Wan Saiful also believes Mahathir was named to court the Malay vote.

“I can understand if the opposition want to use Mahathir as a strategy to win the Malay votes. Because Mahathir might just be able to do that for PH.”

PPBM’s Syed Saddiq agrees.

“Mahathir is UMNO’s biggest enemy as he can swing the Malay electorate – which are UMNO’s fortresses,” he said.

“We have successfully opened up party branches in UMNO strongholds, areas where no other opposition party has made inroads before.”


At his age, Mahathir still stands upright, walks unaided and has been campaigning tirelessly to oust prime minister Najib over allegations of corruption In the state-owned investment firm 1Malaysia Development Berhad.

While his voice may sometimes sound frail, Mahathir is neither doddering nor slow with his thoughts; his wit and trademark sacrcasm remain intact.
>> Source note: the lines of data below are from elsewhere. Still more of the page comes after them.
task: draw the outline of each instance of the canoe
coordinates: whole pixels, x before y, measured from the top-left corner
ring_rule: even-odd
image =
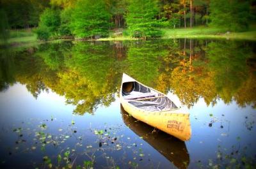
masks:
[[[124,109],[135,119],[182,141],[190,138],[189,114],[166,94],[124,73],[120,99]]]
[[[131,117],[122,105],[120,110],[124,124],[131,130],[164,156],[177,168],[188,168],[189,165],[189,154],[184,142],[161,131],[152,133],[152,131],[154,129],[152,127],[143,122],[137,121],[136,119]]]

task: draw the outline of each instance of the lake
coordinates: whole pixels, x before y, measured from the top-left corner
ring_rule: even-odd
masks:
[[[0,167],[255,168],[255,47],[180,39],[1,48]],[[124,110],[123,73],[189,112],[189,140]]]

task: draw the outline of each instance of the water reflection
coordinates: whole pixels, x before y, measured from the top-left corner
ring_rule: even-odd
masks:
[[[138,136],[148,143],[178,168],[187,168],[189,164],[189,154],[185,143],[164,132],[153,133],[154,128],[138,121],[124,110],[120,105],[124,122]]]
[[[58,165],[58,154],[63,157],[64,152],[70,151],[67,148],[77,147],[76,137],[72,136],[61,143],[58,150],[50,146],[47,152],[40,153],[39,144],[36,149],[38,151],[33,152],[34,133],[40,131],[38,126],[45,123],[49,127],[47,133],[61,136],[61,141],[66,139],[61,133],[65,131],[58,129],[74,127],[77,131],[76,135],[83,137],[79,142],[83,146],[76,149],[72,159],[76,159],[76,154],[84,155],[84,149],[90,150],[84,147],[92,145],[99,158],[95,168],[106,166],[110,161],[113,161],[112,166],[118,165],[120,168],[168,168],[170,165],[197,168],[206,168],[210,162],[215,168],[243,168],[244,161],[249,166],[255,166],[255,42],[248,41],[162,40],[63,41],[1,48],[0,120],[1,128],[7,131],[0,136],[3,145],[0,149],[4,150],[0,153],[3,159],[0,163],[12,166],[13,159],[19,158],[20,166],[29,160],[30,164],[36,163],[30,165],[35,168],[44,165],[42,159],[48,156],[52,158],[53,168]],[[169,140],[168,135],[147,136],[143,132],[152,131],[148,127],[138,128],[140,123],[135,122],[133,128],[130,124],[132,121],[127,122],[131,119],[126,119],[125,116],[124,122],[129,123],[130,128],[124,125],[117,96],[123,72],[168,93],[173,96],[175,103],[180,101],[189,108],[193,133],[186,145],[172,138]],[[83,115],[74,115],[72,111]],[[33,119],[37,122],[29,123]],[[74,125],[72,125],[73,120]],[[17,135],[13,129],[20,127],[28,128],[28,136],[31,137],[26,140],[28,147],[16,150]],[[30,131],[30,129],[36,131]],[[105,129],[108,129],[106,132]],[[109,151],[99,148],[94,129],[102,130],[106,138],[109,131],[111,139],[116,138],[109,147],[105,144],[100,147],[110,147]],[[134,133],[141,135],[144,140]],[[24,139],[25,130],[22,134]],[[165,138],[168,142],[164,142]],[[161,143],[156,143],[157,140]],[[166,142],[179,149],[165,146]],[[28,147],[30,156],[23,153]],[[10,150],[13,152],[11,156]],[[141,150],[143,157],[140,156]],[[179,156],[181,160],[165,150],[183,154]],[[81,165],[83,160],[90,159],[79,156],[75,163]]]
[[[115,101],[126,72],[160,91],[171,91],[189,108],[201,98],[256,107],[254,43],[172,40],[121,42],[70,41],[1,49],[1,89],[15,82],[36,98],[51,89],[93,114]]]

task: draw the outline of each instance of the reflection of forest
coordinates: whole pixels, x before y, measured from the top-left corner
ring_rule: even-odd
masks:
[[[0,50],[0,89],[15,82],[36,98],[49,89],[93,113],[115,100],[122,73],[172,91],[183,104],[218,99],[256,107],[253,44],[240,41],[172,40],[123,43],[70,41]]]

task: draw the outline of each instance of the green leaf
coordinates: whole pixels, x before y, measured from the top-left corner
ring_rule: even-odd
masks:
[[[61,162],[61,156],[60,154],[58,155],[57,159],[58,163],[60,163]]]

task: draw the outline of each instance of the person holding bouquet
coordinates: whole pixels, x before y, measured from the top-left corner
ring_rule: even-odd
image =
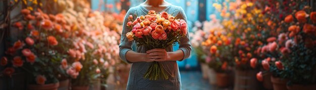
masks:
[[[181,89],[176,61],[191,51],[186,22],[183,10],[164,0],[147,0],[128,10],[119,45],[122,60],[132,64],[127,89]],[[176,42],[179,49],[174,51]]]

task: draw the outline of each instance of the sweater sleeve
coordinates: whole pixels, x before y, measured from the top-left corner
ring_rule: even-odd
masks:
[[[187,23],[188,21],[187,20],[187,17],[183,9],[180,7],[177,7],[176,10],[179,11],[179,14],[178,14],[176,17],[180,19],[183,19]],[[192,51],[191,43],[190,42],[190,37],[189,36],[189,33],[188,28],[187,32],[187,34],[186,36],[183,37],[180,40],[180,43],[179,46],[179,49],[182,50],[182,51],[183,51],[183,53],[184,54],[183,58],[180,61],[182,61],[184,59],[188,58],[191,55],[191,51]]]
[[[126,59],[126,53],[127,51],[132,50],[132,45],[133,45],[134,41],[129,41],[128,39],[125,35],[126,33],[131,31],[131,29],[127,27],[126,25],[128,22],[128,17],[130,15],[132,15],[133,12],[133,8],[130,9],[126,13],[126,15],[124,18],[124,21],[123,24],[123,30],[122,32],[122,35],[121,36],[121,43],[119,45],[120,47],[120,57],[121,59],[125,62],[128,63],[132,63],[132,62],[129,61]]]

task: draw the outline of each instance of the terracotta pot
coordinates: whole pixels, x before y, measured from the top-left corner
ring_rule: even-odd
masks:
[[[282,79],[279,77],[275,77],[271,76],[271,82],[273,84],[273,89],[274,90],[286,90],[286,83],[287,80]]]
[[[292,85],[287,85],[286,87],[289,90],[296,90],[296,89],[316,89],[316,84],[310,84],[310,85],[303,85],[303,84],[294,84]]]
[[[206,79],[208,79],[208,76],[207,74],[207,72],[208,71],[208,65],[205,63],[200,63],[201,65],[201,72],[202,72],[202,76],[203,76],[203,78]]]
[[[227,87],[230,84],[230,76],[227,73],[217,73],[216,79],[216,85],[219,87]]]
[[[72,86],[71,89],[72,90],[88,90],[89,89],[89,86]]]
[[[216,72],[213,68],[208,67],[208,71],[207,71],[208,75],[208,82],[210,84],[216,84]]]
[[[29,90],[57,90],[59,82],[43,85],[29,84],[28,88]]]
[[[236,70],[234,90],[259,89],[259,81],[255,77],[257,70]]]
[[[58,90],[68,90],[69,89],[69,79],[59,81],[59,86]]]
[[[264,87],[267,89],[273,89],[273,85],[271,82],[271,72],[269,72],[264,76],[262,84]]]

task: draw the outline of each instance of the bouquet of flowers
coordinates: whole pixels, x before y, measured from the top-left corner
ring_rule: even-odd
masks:
[[[129,41],[135,40],[137,46],[144,46],[149,49],[167,48],[180,43],[180,39],[187,34],[187,23],[184,20],[176,19],[163,12],[157,14],[149,11],[148,14],[134,20],[130,15],[127,26],[132,29],[126,34]],[[153,61],[144,75],[150,80],[168,79],[171,74],[160,62]]]

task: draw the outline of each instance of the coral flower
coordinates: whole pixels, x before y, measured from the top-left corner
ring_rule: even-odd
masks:
[[[252,67],[252,68],[255,68],[256,65],[257,65],[257,63],[258,62],[258,60],[256,58],[253,58],[250,59],[250,66]]]
[[[257,73],[256,76],[258,80],[260,81],[262,81],[264,80],[264,78],[262,76],[262,72],[261,71],[259,72],[259,73]]]
[[[31,46],[34,44],[34,40],[29,37],[25,38],[25,42],[26,42],[26,44],[27,44],[27,45]]]
[[[55,37],[52,36],[49,36],[47,38],[47,41],[49,45],[52,46],[56,46],[58,45],[58,42],[56,40]]]
[[[79,72],[81,70],[81,68],[82,68],[82,65],[80,62],[76,61],[72,63],[72,67],[75,68],[76,71]]]
[[[277,68],[278,68],[279,70],[283,70],[284,69],[283,65],[281,61],[276,61],[275,64],[276,66],[277,66]]]
[[[267,60],[264,60],[261,62],[262,67],[264,67],[264,69],[266,70],[269,70],[270,68],[270,65],[269,62],[267,61]]]
[[[0,65],[5,66],[8,64],[8,59],[6,57],[2,57],[0,60]]]
[[[51,29],[53,26],[52,22],[51,22],[51,21],[49,20],[44,20],[41,23],[40,25],[41,27],[43,27],[43,28],[46,30],[49,30]]]
[[[26,48],[22,50],[22,53],[23,54],[24,56],[27,57],[32,54],[32,53],[30,49]]]
[[[38,84],[43,85],[45,84],[45,81],[46,81],[46,77],[44,76],[38,75],[36,76],[36,83]]]
[[[24,45],[25,44],[24,43],[21,42],[21,41],[20,40],[18,40],[14,43],[14,44],[13,44],[13,48],[16,50],[21,49],[24,46]]]
[[[316,12],[310,13],[310,20],[313,23],[316,23]]]
[[[15,72],[15,70],[12,67],[7,67],[4,70],[4,74],[10,77],[14,72]]]
[[[285,23],[291,23],[293,22],[293,20],[294,19],[293,18],[293,16],[292,16],[292,15],[289,15],[285,17],[285,19],[284,19],[284,22]]]
[[[295,18],[300,23],[306,22],[307,21],[306,19],[306,16],[307,14],[304,11],[299,11],[295,13]]]
[[[216,51],[217,51],[217,47],[216,46],[213,45],[210,47],[210,52],[211,53],[215,53]]]
[[[12,61],[12,64],[14,67],[21,67],[23,65],[23,61],[20,56],[15,56]]]

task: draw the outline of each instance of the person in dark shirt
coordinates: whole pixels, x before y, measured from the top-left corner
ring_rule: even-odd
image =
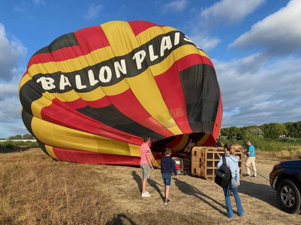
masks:
[[[219,142],[219,139],[216,139],[215,140],[215,146],[217,147],[222,147],[222,144]]]
[[[165,151],[165,156],[161,159],[161,173],[164,183],[164,193],[165,196],[164,204],[165,205],[170,203],[170,200],[168,199],[168,195],[171,182],[172,170],[173,171],[176,178],[178,178],[177,170],[175,166],[175,162],[170,156],[171,153],[171,150],[170,148],[166,148]]]

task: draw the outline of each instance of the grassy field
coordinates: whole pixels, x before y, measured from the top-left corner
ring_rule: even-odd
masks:
[[[276,192],[262,178],[241,178],[245,216],[230,220],[222,189],[213,181],[173,177],[172,202],[166,206],[159,170],[148,181],[152,196],[142,198],[138,166],[56,161],[34,147],[2,152],[1,224],[301,224],[301,215],[281,210]],[[268,177],[279,157],[259,152],[258,172]]]

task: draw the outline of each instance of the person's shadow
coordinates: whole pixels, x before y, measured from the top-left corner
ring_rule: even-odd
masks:
[[[123,225],[124,220],[128,221],[131,225],[136,225],[135,222],[124,214],[116,214],[110,221],[106,223],[106,225]]]
[[[215,206],[209,202],[208,201],[205,199],[205,198],[206,198],[208,199],[209,199],[216,204],[222,208],[225,209],[226,206],[224,205],[221,204],[215,199],[212,198],[210,196],[209,196],[207,195],[204,194],[196,188],[187,184],[186,182],[175,178],[174,178],[173,179],[175,181],[175,185],[178,187],[179,190],[183,193],[188,195],[194,196],[198,198],[205,203],[210,206],[213,208],[218,211],[221,214],[227,216],[227,214],[225,212],[222,211]],[[233,210],[233,212],[235,213],[236,213],[236,212],[234,210]]]
[[[142,192],[142,184],[141,183],[141,181],[142,181],[141,177],[137,174],[137,172],[135,171],[132,171],[132,175],[133,176],[133,178],[134,178],[134,179],[137,183],[138,188],[140,191],[140,193],[141,194]],[[160,188],[159,187],[159,186],[161,187],[163,187],[163,186],[158,182],[156,182],[154,180],[151,180],[150,179],[147,179],[147,183],[148,183],[149,185],[154,188],[155,190],[157,191],[157,192],[159,193],[159,194],[160,195],[161,198],[163,199],[164,197],[162,193],[161,192],[161,190],[160,190]]]
[[[281,209],[276,192],[271,186],[241,180],[240,184],[239,192],[263,201],[275,208]]]

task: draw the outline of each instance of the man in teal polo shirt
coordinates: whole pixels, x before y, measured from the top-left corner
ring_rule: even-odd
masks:
[[[243,151],[243,152],[247,155],[247,157],[246,161],[246,169],[247,169],[247,174],[244,175],[245,177],[252,176],[253,177],[257,177],[256,173],[256,168],[255,167],[255,148],[253,145],[251,143],[250,141],[247,141],[247,144],[248,145],[246,151]],[[249,168],[251,164],[252,165],[252,168],[254,173],[253,176],[251,176],[251,172]]]

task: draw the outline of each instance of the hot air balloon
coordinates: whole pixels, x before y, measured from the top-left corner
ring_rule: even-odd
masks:
[[[222,106],[213,65],[184,34],[114,21],[63,35],[30,58],[19,95],[26,128],[49,156],[138,165],[149,136],[156,165],[166,148],[188,157],[214,145]]]

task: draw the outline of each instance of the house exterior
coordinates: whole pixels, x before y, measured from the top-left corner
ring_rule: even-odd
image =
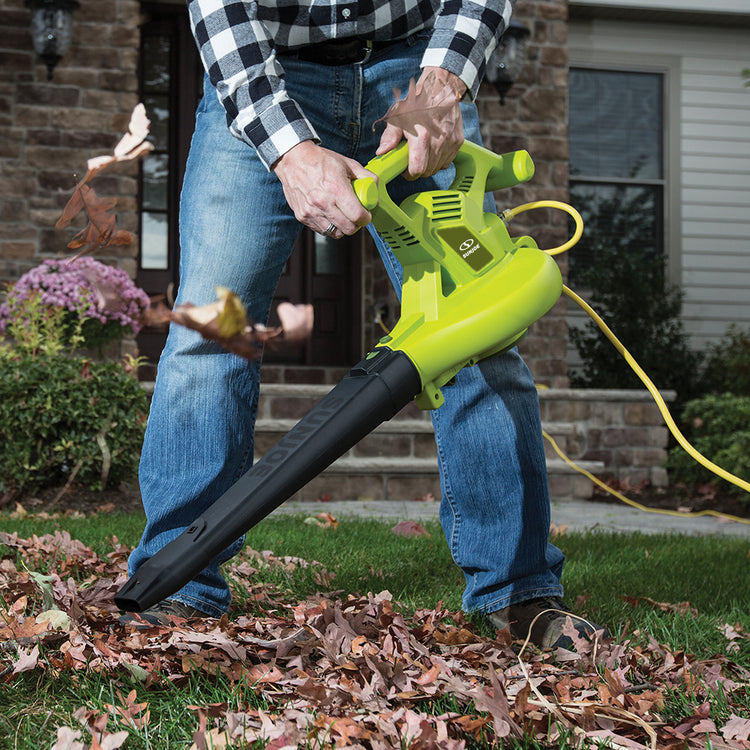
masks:
[[[531,31],[522,73],[503,105],[484,83],[478,106],[485,144],[527,149],[536,175],[497,194],[498,206],[585,198],[597,208],[626,195],[641,206],[644,241],[685,292],[692,344],[716,342],[733,322],[750,326],[748,0],[517,0],[515,18]],[[24,0],[0,0],[0,24],[0,282],[66,253],[70,233],[54,224],[73,173],[112,148],[143,101],[153,154],[97,178],[137,240],[99,259],[151,295],[172,292],[179,187],[201,90],[183,0],[82,0],[51,81],[32,51]],[[511,229],[552,247],[567,238],[568,220],[540,209]],[[567,257],[558,262],[567,275]],[[392,324],[398,312],[365,233],[333,243],[304,232],[277,298],[312,302],[316,328],[307,345],[267,358],[271,384],[336,382],[380,338],[378,321]],[[535,379],[551,389],[545,418],[585,424],[585,437],[570,443],[579,457],[663,483],[667,434],[658,414],[644,412],[651,407],[565,391],[567,330],[580,322],[561,299],[521,342]],[[128,346],[155,362],[163,339],[146,331]]]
“To those who argue that Mahathir is too weak and frail to contest, I suggest they follow him on the campaign trail,” said Syed Saddiq.

“I am his research officer and youth liaison officer, and I see him enter office every day before 9am and leave not earlier than 5.30pm. Almost every night he has either a function or a ceramah (political talk) to attend.”

Syed Saddiq added that Mahathir also goes horse riding and cycling during the weekends.

“Even I, as a 24-year-old, can’t muster his energy levels,” he said.